Mr. Penricarde, a little stunned and shaken, and suffering from a bruised knee and some minor damages, good-naturedly ascribed the accident to his own inexperience with horses and country roads, and allowed Jessie to nurse him back into complete recovery and golf-fitness within something less than a week.
In the list of wedding presents which the local newspaper published a fortnight or so later appeared the following item:
“Brown saddle-horse, ‘The Brogue,’ bridegroom’s gift to bride.”
“Which shows,” said Toby Mullet, “that he knew nothing.”
“Or else,” said Clovis, “that he has a very pleasing wit.”
The Hen
“Dora Bittholz is coming on Thursday,” said Mrs. Sangrail.
“This next Thursday?” asked Clovis
His mother nodded.
“You’ve rather done it, haven’t you?” he chuckled; “Jane Martlet has only been here five days, and she never stays less than a fortnight, even when she’s asked definitely for a week. You’ll never get her out of the house by Thursday.”
“Why should I?” asked Mrs. Sangrail; “she and Dora are good friends, aren’t they? They used to be, as far as I remember.”
“They used to be; that’s what makes them all the more bitter now. Each feels that she has nursed a viper in her bosom. Nothing fans the flame of human resentment so much as the discovery that one’s bosom has been utilised as a snake sanatorium.”
“But what has happened? Has some one been making mischief?”
“Not exactly,” said Clovis; “a hen came between them.”
“A hen? What hen?”
“It was a bronze Leghorn or some such exotic breed, and Dora sold it to Jane at a rather exotic price. They both go in for prize poultry, you know, and Jane thought she was going to get her money back in a large family of pedigree chickens. The bird turned out to be an abstainer from the egg habit, and I’m told that the letters which passed between the two women were a revelation as to how much invective could be got on to a sheet of notepaper.”
“How ridiculous!” said Mrs. Sangrail. “Couldn’t some of their friends compose the quarrel?”
“People tried,” said Clovis, “but it must have been rather like composing the storm music of the ‘Fliegende Hollander.’ Jane was willing to take back some of her most libellous remarks if Dora would take back the hen, but Dora said that would be owning herself in the wrong, and you know she’d as soon think of owning slum property in Whitechapel as do that.”
“It’s a most awkward situation,” said Mrs.
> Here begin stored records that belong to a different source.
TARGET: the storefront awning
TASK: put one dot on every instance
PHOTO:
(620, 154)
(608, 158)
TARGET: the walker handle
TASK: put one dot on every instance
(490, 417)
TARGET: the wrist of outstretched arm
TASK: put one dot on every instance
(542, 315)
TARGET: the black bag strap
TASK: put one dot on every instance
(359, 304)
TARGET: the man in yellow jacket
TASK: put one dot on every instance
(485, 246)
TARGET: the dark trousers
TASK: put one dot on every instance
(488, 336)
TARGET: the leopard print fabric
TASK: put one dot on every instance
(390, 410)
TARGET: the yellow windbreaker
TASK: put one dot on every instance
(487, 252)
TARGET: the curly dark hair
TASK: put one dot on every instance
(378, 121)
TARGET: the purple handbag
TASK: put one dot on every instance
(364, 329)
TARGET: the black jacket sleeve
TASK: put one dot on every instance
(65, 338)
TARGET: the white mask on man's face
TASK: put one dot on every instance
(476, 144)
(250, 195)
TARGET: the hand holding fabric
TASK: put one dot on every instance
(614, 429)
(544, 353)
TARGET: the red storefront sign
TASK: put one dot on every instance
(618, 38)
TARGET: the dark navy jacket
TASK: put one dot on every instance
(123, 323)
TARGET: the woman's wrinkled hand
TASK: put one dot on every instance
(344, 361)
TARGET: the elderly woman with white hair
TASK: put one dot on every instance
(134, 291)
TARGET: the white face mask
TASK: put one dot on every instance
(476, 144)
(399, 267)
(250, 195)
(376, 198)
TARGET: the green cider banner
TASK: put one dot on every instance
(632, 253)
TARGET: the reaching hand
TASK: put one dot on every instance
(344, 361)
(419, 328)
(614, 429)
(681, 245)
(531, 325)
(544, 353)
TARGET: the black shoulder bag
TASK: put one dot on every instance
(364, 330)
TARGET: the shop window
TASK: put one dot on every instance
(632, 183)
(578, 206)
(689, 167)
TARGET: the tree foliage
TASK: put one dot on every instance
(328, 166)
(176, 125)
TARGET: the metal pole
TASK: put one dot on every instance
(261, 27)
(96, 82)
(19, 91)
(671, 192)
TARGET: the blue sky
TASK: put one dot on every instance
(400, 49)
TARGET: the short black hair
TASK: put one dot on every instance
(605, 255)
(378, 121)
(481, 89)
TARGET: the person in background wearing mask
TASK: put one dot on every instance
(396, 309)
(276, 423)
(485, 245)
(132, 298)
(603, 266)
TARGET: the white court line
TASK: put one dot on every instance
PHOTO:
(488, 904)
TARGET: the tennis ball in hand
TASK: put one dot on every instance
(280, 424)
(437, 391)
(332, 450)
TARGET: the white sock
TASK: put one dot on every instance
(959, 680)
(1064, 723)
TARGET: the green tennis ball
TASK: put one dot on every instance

Sangrail. “Do you suppose they won’t speak to one another?”
“On the contrary, the difficulty will be to get them to leave off. Their remarks on each other’s conduct and character have hitherto been governed by the fact that only four ounces of plain speaking can be sent through the post for a penny.”
“I can’t put Dora off,” said Mrs. Sangrail. “I’ve already postponed her visit once, and nothing short of a miracle would make Jane leave before her self-allotted fortnight is over.”